In Silico Biol. 2003;3(4):417-28.
A method is presented to predict those polypeptide segments within a globular protein that are more likely to be exposed to the solvent. The protein amino acidic sequence is the only information needed by this new algorithm.

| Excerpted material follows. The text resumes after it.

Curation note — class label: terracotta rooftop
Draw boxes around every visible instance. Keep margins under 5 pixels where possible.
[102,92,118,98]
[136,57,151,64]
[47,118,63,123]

It uses a consensus hydrophobicity scale, derived from 28 known scales, and it is based on the comparison between the average hydrophobicity of a polypeptide fragment and the average hydrophobicity expected for a segment containing the same number of residues. The latter values are pre-computed from a non-redundant set of single chain protein structural domains. The comparison between the two average values results in a t value that readily provides the prediction with a statistical significance. A jack-knife validation analysis indicates that the protein segment predicted to be the most solvent exposed is actually solvent exposed and amongst the fragments that are most exposed. The source of a stand-alone program, written in C language, that allows the prediction of the most likely solvent exposed segment in a globular protein is available from the author.
本文提出了一种预测球状蛋白中更可能暴露于溶剂中的多肽片段的方法。该新算法所需的唯一信息是蛋白质的氨基酸序列。它使用了一种基于28种已知疏水性标度得出的一致疏水性标度,并且基于多肽片段的平均疏水性与包含相同数量残基的片段预期平均疏水性之间的比较。后一组值是从非冗余的单链蛋白质结构域集合中预先计算得出的。两个平均值之间的比较产生一个t值,该值很容易为预测提供统计学意义。留一法验证分析表明,预测为最易暴露于溶剂的蛋白质片段实际上是暴露于溶剂的,并且在最暴露的片段之中。作者提供了一个用C语言编写的独立程序的源代码,该程序可用于预测球状蛋白中最可能暴露于溶剂的片段。